All x02 code examples would not work when given a input within range such as 12 hours in the future starting from 11:28 ends in ValueError: hour out of range.

the code in the noncompliant02.py file is closer to reality but very obscure the actually issue occurs when using time.asctime()

alternative example02.py code:

# SPDX-FileCopyrightText: OpenSSF project contributors
# SPDX-License-Identifier: MIT
"""Compliant Code Example"""

from datetime import datetime, timedelta
import re
import sys


def get_time_in_future(hours_in_future: int):
    """Gets the time n hours in the future"""
    # TODO: input sanitation
    # TODO: proper logging

    currtime = datetime.now()
    return currtime + timedelta(hours=hours_in_future)


#####################
# attempting to exploit above code example
#####################
print("-------- adding 23**5 ---------")
print(get_time_in_future(23**5))
print("=" * 60)
print("-------- adding 23**74 ---------")
print(get_time_in_future(23**74))

Example output:

-------- adding 23**5 ---------
2759-06-28 14:59:08.021771
============================================================
-------- adding 23**74 ---------
Traceback (most recent call last):
  File "example02.py", line 26, in <module>
    print(get_time_in_future(23**74))
  File "example02.py", line 16, in get_time_in_future
    return currtime + timedelta(hours=hours_in_future)
OverflowError: Python int too large to convert to C int

Once cleaned up we end up with re-throwing.
That is a unsatisfactory as a compliant solution. Naturally we should be guarding boundaries before we hit them. There are a few of those:

from datetime import datetime, timedelta
sometime = datetime.fromtimestamp(0)
hours_list = [
    70389526,
    70389527,
    24000000001,
    51539700001,
    -17259889,
    -17259890,
    -23999999999,
    -51539699999,
]
for hours in hours_list:
    try:
        result = sometime + timedelta(hours=hours)
        print(f"{hours} OK, datetime='{result}'")
    except Exception as exception:
        print(f"{hours} {repr(exception)}")

example output:

70389526 OK, datetime='9999-12-31 23:00:00'
70389527 OverflowError('date value out of range')
24000000001 OverflowError('days=1000000000; must have magnitude <= 999999999')
51539700001 OverflowError('Python int too large to convert to C int')
-17259889 OK, datetime='0001-01-01 00:00:00'
-17259890 OverflowError('date value out of range')
-23999999999 OverflowError('days=-1000000000; must have magnitude <= 999999999')
-51539699999 OverflowError('Python int too large to convert to C int')

Specifically:

  • date value out of range
  • OverflowError('Python int too large to convert to C int')
  • 'days=1000000000; must have magnitude <= 999999999')

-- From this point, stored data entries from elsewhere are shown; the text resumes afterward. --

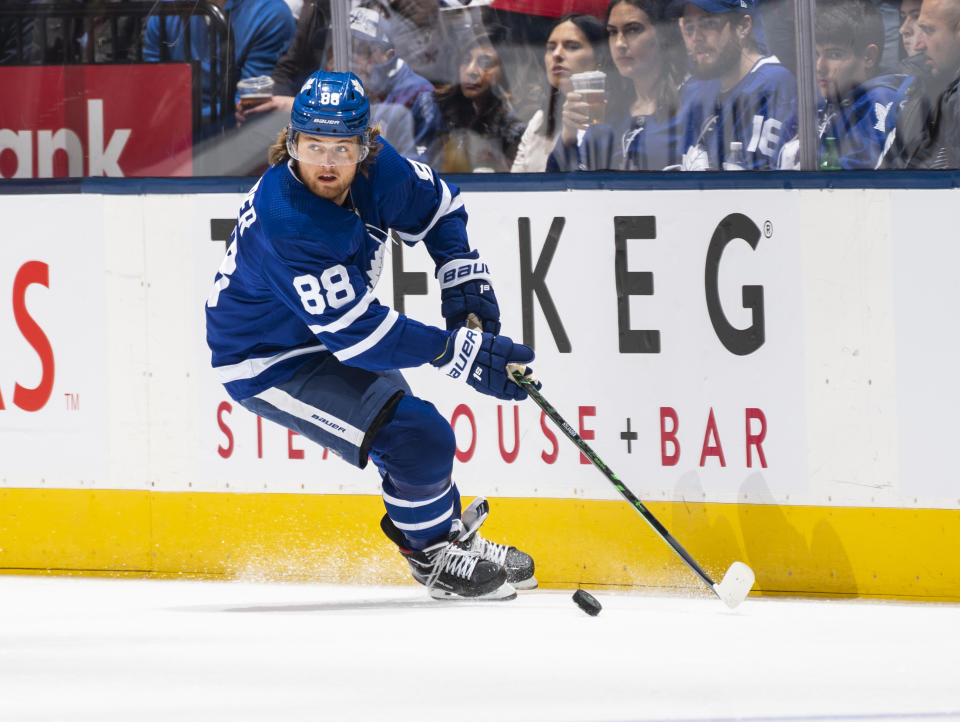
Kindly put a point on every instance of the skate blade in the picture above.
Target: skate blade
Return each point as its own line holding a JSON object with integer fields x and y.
{"x": 503, "y": 593}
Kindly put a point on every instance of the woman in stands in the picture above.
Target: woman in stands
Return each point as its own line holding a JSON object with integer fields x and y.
{"x": 577, "y": 43}
{"x": 476, "y": 128}
{"x": 642, "y": 130}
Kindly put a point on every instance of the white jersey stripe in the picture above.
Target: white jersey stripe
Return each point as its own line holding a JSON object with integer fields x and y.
{"x": 394, "y": 501}
{"x": 318, "y": 417}
{"x": 370, "y": 341}
{"x": 346, "y": 319}
{"x": 425, "y": 524}
{"x": 447, "y": 205}
{"x": 252, "y": 367}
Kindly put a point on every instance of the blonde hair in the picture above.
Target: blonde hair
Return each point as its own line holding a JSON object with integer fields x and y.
{"x": 278, "y": 152}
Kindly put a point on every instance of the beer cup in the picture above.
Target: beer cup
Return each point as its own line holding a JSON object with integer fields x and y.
{"x": 592, "y": 86}
{"x": 254, "y": 91}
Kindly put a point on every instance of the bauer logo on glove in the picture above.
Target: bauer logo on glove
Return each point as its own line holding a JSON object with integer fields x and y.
{"x": 488, "y": 359}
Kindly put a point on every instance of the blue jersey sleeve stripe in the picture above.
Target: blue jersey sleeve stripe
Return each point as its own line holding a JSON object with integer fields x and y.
{"x": 370, "y": 341}
{"x": 448, "y": 204}
{"x": 348, "y": 318}
{"x": 252, "y": 367}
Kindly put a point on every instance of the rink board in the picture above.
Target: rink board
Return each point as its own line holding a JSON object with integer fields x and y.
{"x": 772, "y": 369}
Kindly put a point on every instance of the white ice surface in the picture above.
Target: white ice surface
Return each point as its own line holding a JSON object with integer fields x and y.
{"x": 106, "y": 650}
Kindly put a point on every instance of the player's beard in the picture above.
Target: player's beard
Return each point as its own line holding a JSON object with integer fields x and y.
{"x": 727, "y": 57}
{"x": 329, "y": 182}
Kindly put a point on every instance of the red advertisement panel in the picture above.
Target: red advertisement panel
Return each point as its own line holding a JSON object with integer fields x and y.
{"x": 95, "y": 120}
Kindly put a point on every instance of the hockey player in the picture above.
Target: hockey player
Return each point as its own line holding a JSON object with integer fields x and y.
{"x": 299, "y": 338}
{"x": 737, "y": 94}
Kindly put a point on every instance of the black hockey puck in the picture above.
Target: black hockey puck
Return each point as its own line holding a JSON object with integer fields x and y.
{"x": 587, "y": 602}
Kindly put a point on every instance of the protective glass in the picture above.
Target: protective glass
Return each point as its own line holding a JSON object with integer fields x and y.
{"x": 327, "y": 150}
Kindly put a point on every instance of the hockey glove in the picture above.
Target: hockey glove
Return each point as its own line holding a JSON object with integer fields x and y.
{"x": 481, "y": 360}
{"x": 465, "y": 288}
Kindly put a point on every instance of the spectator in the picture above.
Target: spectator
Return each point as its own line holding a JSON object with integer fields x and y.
{"x": 854, "y": 100}
{"x": 308, "y": 51}
{"x": 402, "y": 101}
{"x": 15, "y": 40}
{"x": 262, "y": 30}
{"x": 927, "y": 131}
{"x": 527, "y": 24}
{"x": 642, "y": 129}
{"x": 476, "y": 128}
{"x": 421, "y": 37}
{"x": 909, "y": 12}
{"x": 576, "y": 43}
{"x": 737, "y": 94}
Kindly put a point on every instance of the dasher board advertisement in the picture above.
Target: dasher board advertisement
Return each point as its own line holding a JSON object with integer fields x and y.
{"x": 96, "y": 120}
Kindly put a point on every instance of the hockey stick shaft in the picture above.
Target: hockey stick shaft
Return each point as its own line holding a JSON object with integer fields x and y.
{"x": 568, "y": 431}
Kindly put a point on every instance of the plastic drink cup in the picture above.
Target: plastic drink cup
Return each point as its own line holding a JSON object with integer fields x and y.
{"x": 254, "y": 91}
{"x": 592, "y": 86}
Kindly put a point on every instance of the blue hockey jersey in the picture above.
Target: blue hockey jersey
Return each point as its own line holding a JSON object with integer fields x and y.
{"x": 760, "y": 112}
{"x": 860, "y": 120}
{"x": 300, "y": 272}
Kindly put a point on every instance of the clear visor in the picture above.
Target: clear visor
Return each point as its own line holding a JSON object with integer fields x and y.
{"x": 326, "y": 149}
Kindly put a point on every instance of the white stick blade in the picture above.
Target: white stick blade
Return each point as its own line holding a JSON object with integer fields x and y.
{"x": 736, "y": 584}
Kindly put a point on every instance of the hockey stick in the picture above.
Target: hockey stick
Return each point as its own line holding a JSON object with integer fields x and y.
{"x": 739, "y": 578}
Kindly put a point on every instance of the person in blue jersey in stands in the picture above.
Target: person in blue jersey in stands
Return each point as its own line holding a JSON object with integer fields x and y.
{"x": 299, "y": 337}
{"x": 739, "y": 98}
{"x": 855, "y": 103}
{"x": 642, "y": 126}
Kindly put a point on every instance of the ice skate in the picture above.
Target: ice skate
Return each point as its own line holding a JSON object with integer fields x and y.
{"x": 518, "y": 565}
{"x": 450, "y": 571}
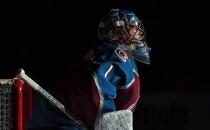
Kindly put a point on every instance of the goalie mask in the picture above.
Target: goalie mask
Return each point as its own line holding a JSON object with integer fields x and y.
{"x": 124, "y": 29}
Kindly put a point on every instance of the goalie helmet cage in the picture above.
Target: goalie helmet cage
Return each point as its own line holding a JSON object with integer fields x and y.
{"x": 15, "y": 104}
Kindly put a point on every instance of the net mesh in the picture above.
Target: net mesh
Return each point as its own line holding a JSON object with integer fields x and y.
{"x": 5, "y": 107}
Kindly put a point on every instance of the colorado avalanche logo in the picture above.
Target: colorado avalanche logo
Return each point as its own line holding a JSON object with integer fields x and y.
{"x": 121, "y": 54}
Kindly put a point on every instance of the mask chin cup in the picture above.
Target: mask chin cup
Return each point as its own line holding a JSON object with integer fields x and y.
{"x": 139, "y": 52}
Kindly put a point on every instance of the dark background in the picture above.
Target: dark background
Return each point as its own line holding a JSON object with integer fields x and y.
{"x": 48, "y": 38}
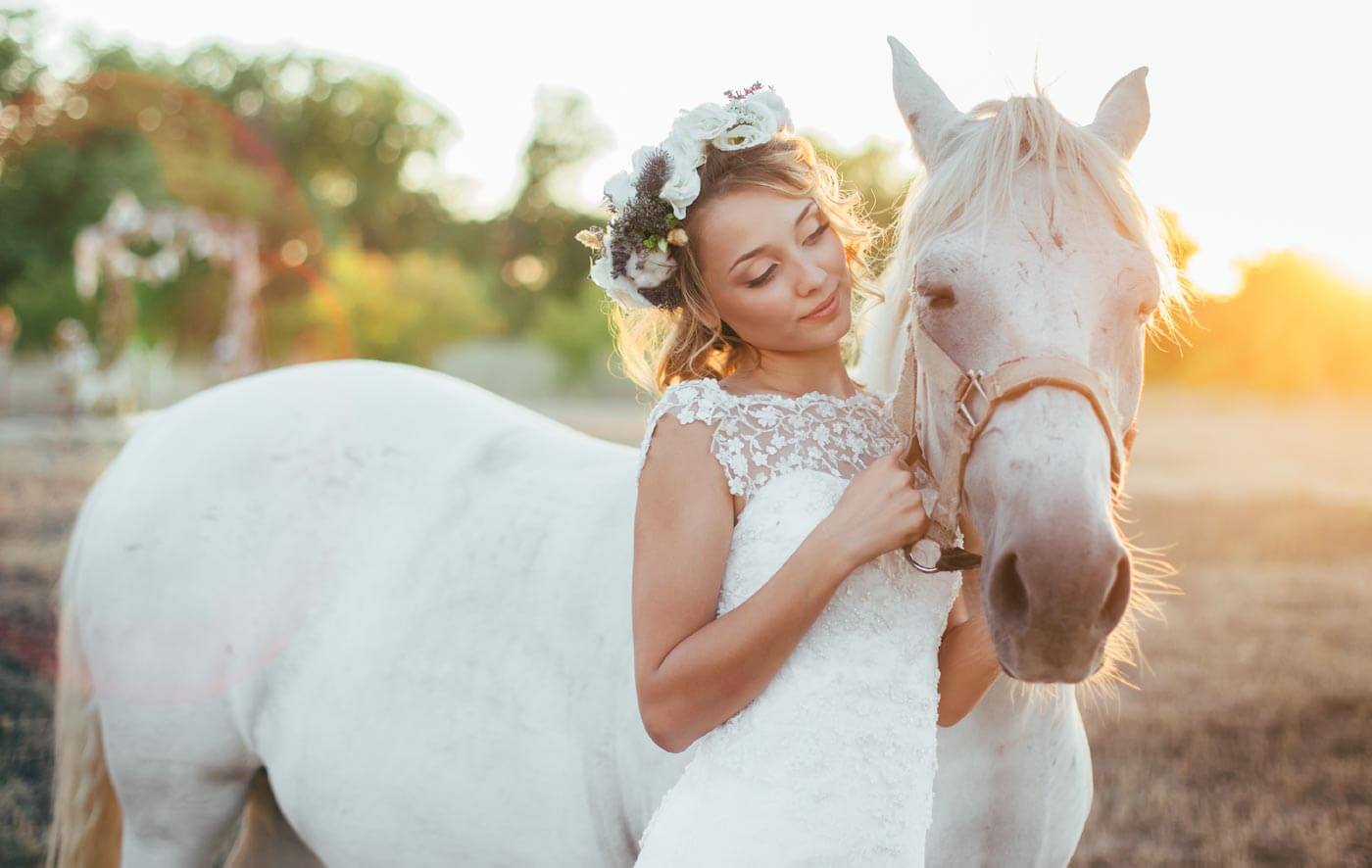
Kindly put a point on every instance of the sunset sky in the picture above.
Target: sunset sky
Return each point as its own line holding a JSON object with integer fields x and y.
{"x": 1259, "y": 134}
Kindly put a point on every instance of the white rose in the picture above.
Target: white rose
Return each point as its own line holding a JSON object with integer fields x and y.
{"x": 641, "y": 160}
{"x": 685, "y": 151}
{"x": 743, "y": 136}
{"x": 772, "y": 105}
{"x": 703, "y": 122}
{"x": 683, "y": 187}
{"x": 620, "y": 189}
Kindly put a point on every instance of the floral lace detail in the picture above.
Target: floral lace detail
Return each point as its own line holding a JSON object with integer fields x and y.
{"x": 833, "y": 761}
{"x": 761, "y": 436}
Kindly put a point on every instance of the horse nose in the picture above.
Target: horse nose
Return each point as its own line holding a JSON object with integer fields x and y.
{"x": 1010, "y": 596}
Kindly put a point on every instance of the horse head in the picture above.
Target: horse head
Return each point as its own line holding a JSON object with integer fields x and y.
{"x": 1025, "y": 239}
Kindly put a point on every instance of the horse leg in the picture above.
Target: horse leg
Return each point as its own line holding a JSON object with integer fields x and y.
{"x": 175, "y": 812}
{"x": 267, "y": 838}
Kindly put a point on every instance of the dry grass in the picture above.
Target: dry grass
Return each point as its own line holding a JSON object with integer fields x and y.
{"x": 1249, "y": 741}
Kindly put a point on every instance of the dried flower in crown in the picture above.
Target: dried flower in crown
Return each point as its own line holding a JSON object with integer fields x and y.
{"x": 631, "y": 257}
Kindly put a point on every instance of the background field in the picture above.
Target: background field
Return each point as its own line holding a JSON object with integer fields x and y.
{"x": 1248, "y": 741}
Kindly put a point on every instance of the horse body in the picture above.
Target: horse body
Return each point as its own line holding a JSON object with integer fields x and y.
{"x": 408, "y": 600}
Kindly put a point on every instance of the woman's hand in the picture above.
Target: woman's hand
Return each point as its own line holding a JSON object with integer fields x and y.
{"x": 881, "y": 510}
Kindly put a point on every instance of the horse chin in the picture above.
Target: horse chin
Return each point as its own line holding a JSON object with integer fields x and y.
{"x": 1038, "y": 649}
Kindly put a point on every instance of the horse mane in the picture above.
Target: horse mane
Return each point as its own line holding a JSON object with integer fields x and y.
{"x": 976, "y": 161}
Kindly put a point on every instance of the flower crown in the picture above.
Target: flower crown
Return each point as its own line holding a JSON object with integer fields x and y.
{"x": 631, "y": 260}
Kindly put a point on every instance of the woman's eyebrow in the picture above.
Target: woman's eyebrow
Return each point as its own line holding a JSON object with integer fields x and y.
{"x": 761, "y": 247}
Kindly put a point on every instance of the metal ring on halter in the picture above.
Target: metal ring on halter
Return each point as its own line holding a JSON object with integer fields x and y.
{"x": 909, "y": 556}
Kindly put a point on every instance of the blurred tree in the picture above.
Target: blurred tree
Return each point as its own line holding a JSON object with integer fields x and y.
{"x": 400, "y": 309}
{"x": 535, "y": 254}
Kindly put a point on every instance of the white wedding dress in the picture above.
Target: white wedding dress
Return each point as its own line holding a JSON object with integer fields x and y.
{"x": 833, "y": 762}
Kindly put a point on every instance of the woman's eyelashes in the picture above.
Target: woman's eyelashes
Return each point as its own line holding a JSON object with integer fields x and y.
{"x": 765, "y": 276}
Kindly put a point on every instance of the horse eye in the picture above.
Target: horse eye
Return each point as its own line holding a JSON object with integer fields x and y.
{"x": 937, "y": 297}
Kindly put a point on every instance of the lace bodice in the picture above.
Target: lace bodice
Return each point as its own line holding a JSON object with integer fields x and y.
{"x": 761, "y": 436}
{"x": 833, "y": 761}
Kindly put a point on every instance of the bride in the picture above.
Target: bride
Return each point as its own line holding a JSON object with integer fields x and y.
{"x": 775, "y": 621}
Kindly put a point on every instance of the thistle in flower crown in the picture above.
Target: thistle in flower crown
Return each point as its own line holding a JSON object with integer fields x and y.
{"x": 631, "y": 258}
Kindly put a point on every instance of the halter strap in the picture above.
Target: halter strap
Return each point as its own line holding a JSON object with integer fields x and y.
{"x": 976, "y": 395}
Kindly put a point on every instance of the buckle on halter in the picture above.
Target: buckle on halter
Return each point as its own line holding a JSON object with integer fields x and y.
{"x": 973, "y": 383}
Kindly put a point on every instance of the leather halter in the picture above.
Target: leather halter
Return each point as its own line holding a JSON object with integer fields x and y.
{"x": 976, "y": 395}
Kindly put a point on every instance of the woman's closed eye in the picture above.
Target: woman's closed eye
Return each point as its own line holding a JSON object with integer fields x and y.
{"x": 767, "y": 274}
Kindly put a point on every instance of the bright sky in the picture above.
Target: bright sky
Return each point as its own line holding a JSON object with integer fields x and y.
{"x": 1259, "y": 133}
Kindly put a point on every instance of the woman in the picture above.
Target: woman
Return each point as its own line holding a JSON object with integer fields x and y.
{"x": 777, "y": 624}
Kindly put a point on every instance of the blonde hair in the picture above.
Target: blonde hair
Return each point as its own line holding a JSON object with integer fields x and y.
{"x": 659, "y": 347}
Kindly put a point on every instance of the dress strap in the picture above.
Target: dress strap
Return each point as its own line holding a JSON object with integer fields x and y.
{"x": 760, "y": 436}
{"x": 692, "y": 401}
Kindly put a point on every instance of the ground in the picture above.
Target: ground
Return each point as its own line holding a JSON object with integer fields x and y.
{"x": 1249, "y": 738}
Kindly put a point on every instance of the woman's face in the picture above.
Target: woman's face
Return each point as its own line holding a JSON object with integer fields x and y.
{"x": 774, "y": 269}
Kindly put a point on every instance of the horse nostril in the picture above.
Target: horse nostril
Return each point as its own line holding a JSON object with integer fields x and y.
{"x": 1008, "y": 597}
{"x": 1118, "y": 597}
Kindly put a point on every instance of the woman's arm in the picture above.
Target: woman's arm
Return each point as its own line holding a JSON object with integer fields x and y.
{"x": 693, "y": 669}
{"x": 967, "y": 661}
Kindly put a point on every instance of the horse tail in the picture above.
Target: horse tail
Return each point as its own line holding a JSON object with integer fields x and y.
{"x": 85, "y": 810}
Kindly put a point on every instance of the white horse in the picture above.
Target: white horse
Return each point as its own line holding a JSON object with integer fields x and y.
{"x": 384, "y": 614}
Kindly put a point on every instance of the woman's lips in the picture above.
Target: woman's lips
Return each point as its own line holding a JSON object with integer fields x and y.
{"x": 823, "y": 311}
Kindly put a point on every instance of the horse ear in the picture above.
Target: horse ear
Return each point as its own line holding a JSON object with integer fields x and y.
{"x": 1122, "y": 116}
{"x": 925, "y": 109}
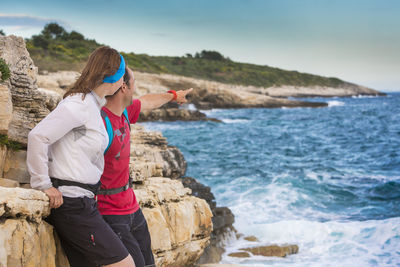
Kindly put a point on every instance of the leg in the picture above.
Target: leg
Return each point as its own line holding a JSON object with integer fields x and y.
{"x": 127, "y": 262}
{"x": 121, "y": 226}
{"x": 140, "y": 231}
{"x": 83, "y": 231}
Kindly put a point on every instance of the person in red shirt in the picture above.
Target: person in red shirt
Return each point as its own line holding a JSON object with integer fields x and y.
{"x": 116, "y": 199}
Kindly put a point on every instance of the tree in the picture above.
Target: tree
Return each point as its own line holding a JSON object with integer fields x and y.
{"x": 75, "y": 36}
{"x": 213, "y": 55}
{"x": 53, "y": 31}
{"x": 40, "y": 41}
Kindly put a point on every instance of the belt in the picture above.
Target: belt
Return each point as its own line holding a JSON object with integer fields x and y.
{"x": 91, "y": 187}
{"x": 113, "y": 191}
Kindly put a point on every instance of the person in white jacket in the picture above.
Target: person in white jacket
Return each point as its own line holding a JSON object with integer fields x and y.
{"x": 65, "y": 160}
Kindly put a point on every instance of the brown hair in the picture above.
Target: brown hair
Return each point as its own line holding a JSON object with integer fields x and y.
{"x": 104, "y": 61}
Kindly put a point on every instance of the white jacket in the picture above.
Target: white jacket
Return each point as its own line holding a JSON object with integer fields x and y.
{"x": 69, "y": 144}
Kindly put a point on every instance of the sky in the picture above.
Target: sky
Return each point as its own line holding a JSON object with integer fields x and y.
{"x": 355, "y": 40}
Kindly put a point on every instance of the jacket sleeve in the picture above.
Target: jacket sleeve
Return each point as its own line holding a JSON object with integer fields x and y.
{"x": 66, "y": 116}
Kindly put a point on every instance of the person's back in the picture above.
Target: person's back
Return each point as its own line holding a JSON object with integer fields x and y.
{"x": 116, "y": 199}
{"x": 65, "y": 160}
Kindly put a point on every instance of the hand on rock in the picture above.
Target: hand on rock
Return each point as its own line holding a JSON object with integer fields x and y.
{"x": 55, "y": 197}
{"x": 181, "y": 96}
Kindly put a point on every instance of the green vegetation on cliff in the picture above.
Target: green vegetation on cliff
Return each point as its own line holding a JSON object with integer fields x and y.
{"x": 56, "y": 49}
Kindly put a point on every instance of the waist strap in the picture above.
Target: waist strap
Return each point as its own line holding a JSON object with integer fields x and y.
{"x": 113, "y": 191}
{"x": 59, "y": 182}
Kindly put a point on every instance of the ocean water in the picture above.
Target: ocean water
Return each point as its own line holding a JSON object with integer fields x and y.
{"x": 326, "y": 179}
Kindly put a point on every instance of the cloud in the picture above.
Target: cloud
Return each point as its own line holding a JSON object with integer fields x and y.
{"x": 26, "y": 21}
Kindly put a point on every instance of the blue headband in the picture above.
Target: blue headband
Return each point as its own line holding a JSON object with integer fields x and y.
{"x": 120, "y": 72}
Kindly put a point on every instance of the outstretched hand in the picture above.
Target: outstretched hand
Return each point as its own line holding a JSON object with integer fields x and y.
{"x": 181, "y": 95}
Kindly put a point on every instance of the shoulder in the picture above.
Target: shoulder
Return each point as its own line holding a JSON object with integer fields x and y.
{"x": 135, "y": 106}
{"x": 75, "y": 104}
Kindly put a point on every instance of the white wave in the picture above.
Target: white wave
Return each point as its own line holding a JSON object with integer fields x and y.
{"x": 234, "y": 121}
{"x": 335, "y": 103}
{"x": 190, "y": 107}
{"x": 364, "y": 96}
{"x": 366, "y": 243}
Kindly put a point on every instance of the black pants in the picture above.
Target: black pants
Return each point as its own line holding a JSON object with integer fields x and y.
{"x": 86, "y": 238}
{"x": 133, "y": 231}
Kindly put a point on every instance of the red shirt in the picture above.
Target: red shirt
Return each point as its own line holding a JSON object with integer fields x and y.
{"x": 116, "y": 165}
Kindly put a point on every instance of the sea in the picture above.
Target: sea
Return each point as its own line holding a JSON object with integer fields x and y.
{"x": 326, "y": 179}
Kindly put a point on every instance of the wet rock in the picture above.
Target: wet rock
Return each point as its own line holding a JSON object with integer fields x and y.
{"x": 273, "y": 251}
{"x": 174, "y": 114}
{"x": 239, "y": 255}
{"x": 251, "y": 238}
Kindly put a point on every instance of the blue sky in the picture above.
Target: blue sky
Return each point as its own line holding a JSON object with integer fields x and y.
{"x": 358, "y": 41}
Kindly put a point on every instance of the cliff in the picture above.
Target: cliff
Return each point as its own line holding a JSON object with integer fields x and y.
{"x": 180, "y": 223}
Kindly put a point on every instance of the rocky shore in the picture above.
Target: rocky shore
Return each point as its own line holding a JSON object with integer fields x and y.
{"x": 186, "y": 225}
{"x": 180, "y": 223}
{"x": 209, "y": 94}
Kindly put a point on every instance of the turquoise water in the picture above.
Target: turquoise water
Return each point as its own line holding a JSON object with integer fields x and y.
{"x": 327, "y": 179}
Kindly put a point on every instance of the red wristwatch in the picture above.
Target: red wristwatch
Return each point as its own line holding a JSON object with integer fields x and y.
{"x": 174, "y": 93}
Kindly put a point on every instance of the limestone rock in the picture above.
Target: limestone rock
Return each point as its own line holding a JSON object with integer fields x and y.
{"x": 8, "y": 183}
{"x": 23, "y": 203}
{"x": 223, "y": 220}
{"x": 57, "y": 80}
{"x": 179, "y": 224}
{"x": 151, "y": 156}
{"x": 251, "y": 238}
{"x": 29, "y": 106}
{"x": 273, "y": 251}
{"x": 6, "y": 108}
{"x": 15, "y": 167}
{"x": 3, "y": 153}
{"x": 239, "y": 254}
{"x": 26, "y": 243}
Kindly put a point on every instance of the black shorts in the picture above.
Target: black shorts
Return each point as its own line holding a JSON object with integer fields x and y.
{"x": 133, "y": 231}
{"x": 86, "y": 238}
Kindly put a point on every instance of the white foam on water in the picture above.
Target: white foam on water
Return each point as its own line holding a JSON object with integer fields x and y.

Unfortunately the first date value out of range is a moving target that changes according to start datetime in use. When we start with datetime.fromtimestamp(0) or '1970-01-01 01:00:00we have the 'date value out of range' in beyond-17259889and70389526`. Those numbers change depending on the datetime we start with.

The Python int too large to convert to C int beyond -23999999999 and 24000000001 is more predictable.